Aunque usualmente se presentan como rivales tecnológicos, la verdad es que los surcoreanos y los de California se llevan bien a la hora de hacer negocios
Por iProfesional
03/10/2017 - 00,31hs

Apple y Samsung son protagonistas de lo que parece ser una lucha sin cuartel por el mercado de los smartphones. Pero la realidad su relación es más bien simbiótica: por cuestiones de patentes, uno también gana dinero cuando el otro vende sus equipos y hasta algunos de los componentes del iPhone X son fabricados por la empresa surcoreana.

Las dos empresas acaparan casi el 95% de las ganancias del sector, según datos revelados por la consultora Strategy Analytics.

El principal componente del nuevo iPhone X es su enorme pantalla, que es producida por Samsung. Y también lo son sus chips de memoria. Así, un éxito del smartphone de Apple no hará llorar a los directivos de Samsung, sino que les dará muchos motivos para festejar.

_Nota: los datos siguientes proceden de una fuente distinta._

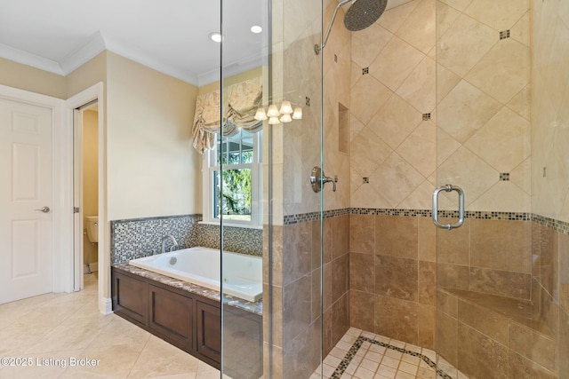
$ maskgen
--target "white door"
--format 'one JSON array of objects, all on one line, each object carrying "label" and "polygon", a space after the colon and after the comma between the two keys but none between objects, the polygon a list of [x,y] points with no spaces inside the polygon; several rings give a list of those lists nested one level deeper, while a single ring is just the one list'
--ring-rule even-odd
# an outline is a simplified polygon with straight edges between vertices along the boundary
[{"label": "white door", "polygon": [[0,98],[0,304],[52,290],[52,112]]}]

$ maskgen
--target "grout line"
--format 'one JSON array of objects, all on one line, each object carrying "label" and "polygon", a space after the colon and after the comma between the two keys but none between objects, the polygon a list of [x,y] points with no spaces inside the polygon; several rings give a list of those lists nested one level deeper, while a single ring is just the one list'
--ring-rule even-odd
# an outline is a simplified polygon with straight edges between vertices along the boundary
[{"label": "grout line", "polygon": [[332,376],[330,376],[330,379],[340,379],[341,377],[341,375],[346,371],[346,368],[348,368],[348,366],[349,366],[349,363],[352,361],[352,359],[356,356],[356,353],[357,352],[359,348],[362,347],[362,344],[365,342],[368,342],[370,343],[377,344],[377,345],[380,345],[380,346],[382,346],[382,347],[385,347],[385,348],[388,348],[388,349],[395,350],[395,351],[402,352],[404,354],[412,355],[413,357],[419,357],[423,360],[423,362],[427,363],[430,367],[436,369],[437,375],[441,376],[443,379],[453,379],[453,377],[451,375],[446,374],[441,368],[438,368],[438,367],[437,366],[437,363],[433,362],[429,357],[427,357],[424,354],[421,354],[420,352],[412,351],[410,350],[405,350],[405,349],[403,349],[403,348],[400,348],[400,347],[397,347],[397,346],[394,346],[394,345],[389,344],[389,343],[382,343],[381,341],[375,341],[374,339],[365,337],[365,336],[361,336],[359,337],[357,337],[357,339],[356,340],[356,342],[354,343],[352,347],[346,353],[346,356],[344,357],[343,359],[341,359],[341,362],[340,362],[340,364],[338,365],[338,367],[334,370],[334,372],[332,375]]}]

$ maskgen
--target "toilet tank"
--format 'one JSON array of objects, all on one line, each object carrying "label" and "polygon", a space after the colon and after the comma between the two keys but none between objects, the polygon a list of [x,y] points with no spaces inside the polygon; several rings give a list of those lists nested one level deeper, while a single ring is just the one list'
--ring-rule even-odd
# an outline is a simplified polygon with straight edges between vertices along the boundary
[{"label": "toilet tank", "polygon": [[98,216],[86,216],[87,221],[87,238],[91,242],[99,242],[99,217]]}]

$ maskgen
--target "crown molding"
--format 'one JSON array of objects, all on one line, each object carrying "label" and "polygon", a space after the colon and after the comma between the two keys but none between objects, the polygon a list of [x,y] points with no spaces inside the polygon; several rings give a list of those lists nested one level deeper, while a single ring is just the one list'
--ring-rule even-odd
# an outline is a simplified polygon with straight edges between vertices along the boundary
[{"label": "crown molding", "polygon": [[150,67],[169,76],[180,79],[182,82],[186,82],[189,84],[195,86],[198,85],[199,82],[196,75],[172,67],[172,66],[165,65],[158,59],[152,58],[152,56],[148,54],[144,54],[140,51],[137,51],[132,49],[128,44],[109,38],[108,36],[105,36],[105,44],[108,51],[120,55],[121,57],[124,57],[126,59],[133,60],[142,66],[146,66],[147,67]]},{"label": "crown molding", "polygon": [[60,66],[64,75],[67,75],[103,52],[106,49],[105,38],[99,31],[89,38],[87,43],[65,56],[60,62]]},{"label": "crown molding", "polygon": [[[262,57],[266,55],[266,53],[255,54],[223,67],[223,77],[233,76],[262,66]],[[199,87],[219,82],[220,77],[221,70],[220,68],[200,74],[197,75]]]},{"label": "crown molding", "polygon": [[7,44],[0,43],[0,57],[59,75],[65,75],[61,66],[55,60],[48,59],[23,50],[14,49]]}]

La empresa asiática podría ganar aproximadamente u$s4.000 millones más gracias a la producción de partes para el iPhone X que de la venta de su propio Galaxy S8 en los 20 meses siguientes al lanzamiento del teléfono de Apple, según informó The Wall Street Journal.

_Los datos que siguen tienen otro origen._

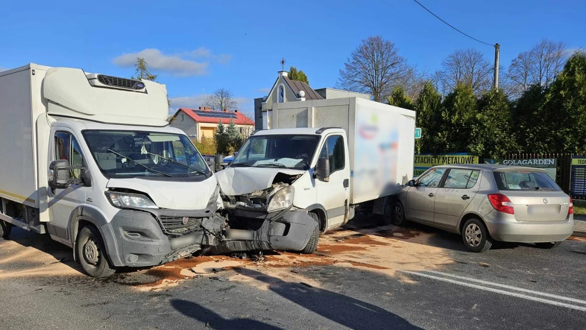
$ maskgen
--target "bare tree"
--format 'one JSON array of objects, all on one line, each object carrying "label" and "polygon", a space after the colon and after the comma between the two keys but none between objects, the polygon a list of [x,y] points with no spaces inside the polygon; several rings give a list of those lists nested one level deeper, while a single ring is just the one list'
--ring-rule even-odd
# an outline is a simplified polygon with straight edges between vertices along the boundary
[{"label": "bare tree", "polygon": [[520,96],[532,85],[548,86],[564,68],[568,55],[565,43],[547,39],[520,53],[511,62],[506,75],[511,81],[513,96]]},{"label": "bare tree", "polygon": [[234,109],[238,106],[238,103],[234,100],[234,96],[230,90],[221,88],[209,95],[203,105],[209,107],[212,110],[223,110]]},{"label": "bare tree", "polygon": [[347,90],[372,94],[381,102],[404,81],[408,65],[392,42],[379,36],[363,40],[340,69],[338,84]]},{"label": "bare tree", "polygon": [[448,91],[458,84],[465,84],[479,94],[489,89],[493,68],[480,52],[475,49],[458,49],[442,61],[441,70],[435,80],[442,84],[438,90]]}]

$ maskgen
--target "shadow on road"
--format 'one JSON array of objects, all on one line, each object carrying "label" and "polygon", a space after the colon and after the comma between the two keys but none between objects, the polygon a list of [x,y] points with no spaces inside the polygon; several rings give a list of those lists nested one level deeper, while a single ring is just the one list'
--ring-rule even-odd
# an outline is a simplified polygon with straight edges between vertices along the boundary
[{"label": "shadow on road", "polygon": [[225,319],[198,304],[182,299],[172,300],[171,305],[182,314],[205,323],[206,328],[210,329],[281,329],[281,328],[249,318]]},{"label": "shadow on road", "polygon": [[245,268],[237,273],[268,285],[268,290],[299,306],[350,329],[420,329],[378,306],[326,290],[286,282]]}]

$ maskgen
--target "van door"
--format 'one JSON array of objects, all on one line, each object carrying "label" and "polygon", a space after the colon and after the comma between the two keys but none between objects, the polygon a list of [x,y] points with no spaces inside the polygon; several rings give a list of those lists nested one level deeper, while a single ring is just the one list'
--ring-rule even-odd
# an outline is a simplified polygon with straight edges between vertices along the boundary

Por cada equipo vendido, Samsung gana u$s110 y se espera que vendan 130 millones de unidades en ese tiempo.

El grupo surcoreano es el principal proveedor de pantallas OLED del mundo y también fabrica las memorias flash NAND que implementó Apple.

Con el tiempo se transformó en la única empresa capaz de satisfacer la demanda de pantallas y componentes que genera el iPhone, indica Information Technology.

Apple está en la búsqueda de proveedores alternativos para evitar depender de su principal rival. Entre ellos estarían Sharp, Japan Display y Toshiba, a quién podría comprarlo parte de su división de producción de memoria NAND.